Eduardo Costa (1940, Buenos Aires) is an Argentine artist who lived twenty-five years in the United States and four in Brazil. He began his career in Buenos Aires as part of the Instituto Torcuato Di Tella generation and continued to work in New York, where he made a strong contribution to the local avant-garde. He has collaborated with American artists such as Vito Acconci, Scott Burton, John Perreault, and Hannah Weiner, among others. In Brazil, he participated in projects organized by Hélio Oiticica, Lygia Pape, Antonio Manuel, Lygia Clark and others from the Rio de Janeiro school.

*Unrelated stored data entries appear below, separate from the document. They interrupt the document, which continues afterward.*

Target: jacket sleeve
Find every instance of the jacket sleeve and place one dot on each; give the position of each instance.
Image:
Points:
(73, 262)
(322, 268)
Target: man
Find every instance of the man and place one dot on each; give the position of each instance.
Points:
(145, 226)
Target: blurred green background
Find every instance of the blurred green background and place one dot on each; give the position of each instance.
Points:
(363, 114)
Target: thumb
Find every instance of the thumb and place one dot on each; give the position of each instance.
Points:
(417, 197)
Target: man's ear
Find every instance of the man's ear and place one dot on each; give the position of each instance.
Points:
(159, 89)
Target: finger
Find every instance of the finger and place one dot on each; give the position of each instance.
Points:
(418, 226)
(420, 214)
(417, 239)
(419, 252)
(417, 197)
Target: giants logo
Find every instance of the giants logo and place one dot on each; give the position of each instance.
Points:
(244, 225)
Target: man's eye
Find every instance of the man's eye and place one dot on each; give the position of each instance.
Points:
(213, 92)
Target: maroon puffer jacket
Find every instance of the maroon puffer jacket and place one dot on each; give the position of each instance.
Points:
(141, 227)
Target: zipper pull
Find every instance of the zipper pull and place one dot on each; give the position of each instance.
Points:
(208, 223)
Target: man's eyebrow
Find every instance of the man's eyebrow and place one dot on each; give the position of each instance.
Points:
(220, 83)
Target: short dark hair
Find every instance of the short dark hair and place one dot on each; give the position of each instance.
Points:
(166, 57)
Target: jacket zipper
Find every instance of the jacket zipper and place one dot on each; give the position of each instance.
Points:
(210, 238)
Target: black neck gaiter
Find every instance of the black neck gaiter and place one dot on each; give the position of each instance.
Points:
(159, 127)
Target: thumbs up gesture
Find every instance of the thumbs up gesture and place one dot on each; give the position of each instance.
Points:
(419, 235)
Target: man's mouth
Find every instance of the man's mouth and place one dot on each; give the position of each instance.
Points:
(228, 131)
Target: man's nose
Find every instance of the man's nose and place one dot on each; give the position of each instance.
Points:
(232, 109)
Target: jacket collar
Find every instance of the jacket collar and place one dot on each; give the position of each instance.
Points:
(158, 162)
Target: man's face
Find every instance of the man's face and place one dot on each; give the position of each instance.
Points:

Edgardo Giménez (1942) was born in Santa Fe, Argentina. A self-taught artist, he began working in advertising graphics. He is one of the greatest representatives of Pop art in Argentina. He was part of the mythical Instituto di Tella during the 60s and 70s. His works celebrate color and joy.

María Boneo (1959) is an Argentine sculptor who lives in Buenos Aires. Her work knew how to be figurative, today more inclined to abstraction, in it,it is still possible to trace the memory of the female body in the meticulous program of deformity purification to which her sculptures were subjected. Boneo worked with different materials, from early wood carving, to marble carving, and now bronze.

Azul Caverna (1979) his work reviews geometric artistic movements and traditions to investigate the ascetic use of form and color. He intuitively seeks to understand what is the function of a current geometric language and what is the influence of contemporary personal avant-gardes, in a discipline historically influenced by group movements.